The end of the school year may be in sight, but one of the final hurdles, perhaps the most strenuous one, is on the horizon—state testing season. Around this time, students in Maryland and across the country are gearing up for hours of testing. These standardized assessments are typically spread across multiple, consecutive days. However, in some cases, over a week of school days are set aside for testing. Depending on a student’s current grade level or graduation plans, the gravity of these state tests can vary. However, one thing is true for all students—the tests are draining. It’s not just students that feel the heat, however. Parents, teachers, and administrators are under a great deal of pressure during testing season as well.
- This is a stressful time for families. Parents can help ease the test anxiety by telling their children that, like any assessment, these tests are simply one measure of proficiency. They are not indicative of a person’s overall intelligence or ability; the score should not define children’s perception of themselves.
- Plan some after-school activities that allow children to expel any pent up energy. Since testing schedules can mean long, stagnant periods of sitting and focusing on a screen, parents will want to consider outdoor activities that allow kids to socialize, stretch their legs, get some fresh air, and utilize creativity. This could mean visiting an obstacle course or trampoline park, decorating the driveway with sidewalk chalk, setting up scavenger hunt, or taking the dog for a walk around the neighborhood.
- Help prepare children to be in tip-top test-taking shape by setting them up for success at home. This means encouraging a regular bedtime, planning to eat a healthy breakfast to stave off hunger pangs, and suggesting comfortable layered clothing in case the classroom temperature fluctuates.
- Ask the school about accommodations that will or will not be provided, as well as any other concerns:
- Will children with IEPs and 504 plans be provided with their usual testing accommodations?
- Will classes be testing by homeroom, English class, or math class, etc.?
- What will the whole school schedule look like?
- Will classes continue with instruction as usual?
- Will students still see all of their classes/teachers?
- Should students expect to have homework or other assignments during the testing week?
- Are students permitted to bring water bottles, snacks, or have bathroom breaks as needed?
- Is there an option to opt out of the assessment? If so, how does one formally request that a child opt out and what will he/she be doing during testing?

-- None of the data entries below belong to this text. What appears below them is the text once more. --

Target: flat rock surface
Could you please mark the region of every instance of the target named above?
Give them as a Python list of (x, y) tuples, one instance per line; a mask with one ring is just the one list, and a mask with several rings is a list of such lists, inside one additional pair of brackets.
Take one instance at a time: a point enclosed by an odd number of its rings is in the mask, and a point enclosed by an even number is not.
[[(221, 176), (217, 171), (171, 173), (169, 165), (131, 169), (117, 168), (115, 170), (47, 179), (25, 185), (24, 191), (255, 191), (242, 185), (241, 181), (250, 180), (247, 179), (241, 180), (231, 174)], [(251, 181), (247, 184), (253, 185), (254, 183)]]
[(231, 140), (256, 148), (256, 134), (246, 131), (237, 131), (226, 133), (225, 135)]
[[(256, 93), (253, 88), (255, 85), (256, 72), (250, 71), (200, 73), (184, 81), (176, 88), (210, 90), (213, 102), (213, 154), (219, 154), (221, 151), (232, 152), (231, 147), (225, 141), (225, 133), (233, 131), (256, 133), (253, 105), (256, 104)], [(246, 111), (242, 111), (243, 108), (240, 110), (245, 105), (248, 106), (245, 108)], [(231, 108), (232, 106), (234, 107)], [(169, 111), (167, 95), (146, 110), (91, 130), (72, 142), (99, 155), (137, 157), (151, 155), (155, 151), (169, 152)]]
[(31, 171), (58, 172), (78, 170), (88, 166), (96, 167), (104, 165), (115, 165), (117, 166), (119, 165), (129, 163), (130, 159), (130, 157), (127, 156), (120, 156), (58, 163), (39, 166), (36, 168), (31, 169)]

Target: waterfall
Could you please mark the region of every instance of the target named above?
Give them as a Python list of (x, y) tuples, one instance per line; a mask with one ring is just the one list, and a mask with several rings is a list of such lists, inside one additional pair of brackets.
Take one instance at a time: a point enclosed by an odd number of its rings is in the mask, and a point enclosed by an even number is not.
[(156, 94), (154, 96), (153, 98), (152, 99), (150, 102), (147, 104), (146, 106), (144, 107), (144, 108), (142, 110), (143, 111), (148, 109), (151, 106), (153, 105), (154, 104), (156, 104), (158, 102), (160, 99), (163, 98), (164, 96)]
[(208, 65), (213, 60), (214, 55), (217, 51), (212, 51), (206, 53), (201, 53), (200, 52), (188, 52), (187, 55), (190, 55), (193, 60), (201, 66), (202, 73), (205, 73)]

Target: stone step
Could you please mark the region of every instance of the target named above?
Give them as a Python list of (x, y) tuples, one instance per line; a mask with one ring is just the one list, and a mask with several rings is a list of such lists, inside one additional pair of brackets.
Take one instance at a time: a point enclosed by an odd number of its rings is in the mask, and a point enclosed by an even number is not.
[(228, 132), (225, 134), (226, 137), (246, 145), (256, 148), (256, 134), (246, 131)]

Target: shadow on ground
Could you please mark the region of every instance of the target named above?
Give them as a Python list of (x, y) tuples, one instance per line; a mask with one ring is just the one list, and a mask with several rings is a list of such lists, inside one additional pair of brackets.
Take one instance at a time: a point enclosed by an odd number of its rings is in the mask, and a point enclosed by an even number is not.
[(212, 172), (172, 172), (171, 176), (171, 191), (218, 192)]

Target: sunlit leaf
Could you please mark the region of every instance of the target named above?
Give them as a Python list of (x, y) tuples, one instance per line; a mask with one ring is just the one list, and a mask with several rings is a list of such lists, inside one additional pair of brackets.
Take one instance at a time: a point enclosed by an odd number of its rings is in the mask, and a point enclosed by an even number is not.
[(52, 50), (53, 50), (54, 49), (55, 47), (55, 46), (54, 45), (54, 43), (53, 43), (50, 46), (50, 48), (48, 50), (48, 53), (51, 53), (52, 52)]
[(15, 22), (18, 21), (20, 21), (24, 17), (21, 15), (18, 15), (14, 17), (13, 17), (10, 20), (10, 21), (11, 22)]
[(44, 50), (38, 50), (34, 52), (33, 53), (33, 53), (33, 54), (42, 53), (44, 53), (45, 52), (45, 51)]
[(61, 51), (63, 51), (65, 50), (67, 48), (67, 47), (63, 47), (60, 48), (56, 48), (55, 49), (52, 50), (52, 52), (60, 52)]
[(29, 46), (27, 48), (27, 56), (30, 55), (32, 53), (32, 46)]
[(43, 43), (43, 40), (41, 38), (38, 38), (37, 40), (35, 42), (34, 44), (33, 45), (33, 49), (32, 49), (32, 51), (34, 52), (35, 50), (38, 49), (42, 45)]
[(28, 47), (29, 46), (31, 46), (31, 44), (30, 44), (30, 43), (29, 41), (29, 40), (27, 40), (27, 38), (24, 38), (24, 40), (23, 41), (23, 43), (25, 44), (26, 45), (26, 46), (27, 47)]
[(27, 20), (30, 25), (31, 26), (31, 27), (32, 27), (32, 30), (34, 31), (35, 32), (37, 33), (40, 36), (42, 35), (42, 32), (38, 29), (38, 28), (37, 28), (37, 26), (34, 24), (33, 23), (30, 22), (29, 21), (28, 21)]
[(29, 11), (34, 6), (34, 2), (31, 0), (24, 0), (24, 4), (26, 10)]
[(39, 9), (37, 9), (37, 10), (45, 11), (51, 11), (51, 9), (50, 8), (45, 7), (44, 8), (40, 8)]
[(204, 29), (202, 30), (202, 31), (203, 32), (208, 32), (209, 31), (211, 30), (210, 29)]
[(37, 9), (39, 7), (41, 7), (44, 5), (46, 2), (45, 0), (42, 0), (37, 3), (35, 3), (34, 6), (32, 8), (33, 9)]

- Visit the local library or bookstore to help your child select a new book to read during any downtime while testing is going on. Check with your school about their testing policy; however, most schools allow children to read during the testing block once they have finished that segment. Allow your child to read a book purely out of interest. This will allow them to take a brain break from the monotony of testing and truly engage in something that they have chosen to enjoy.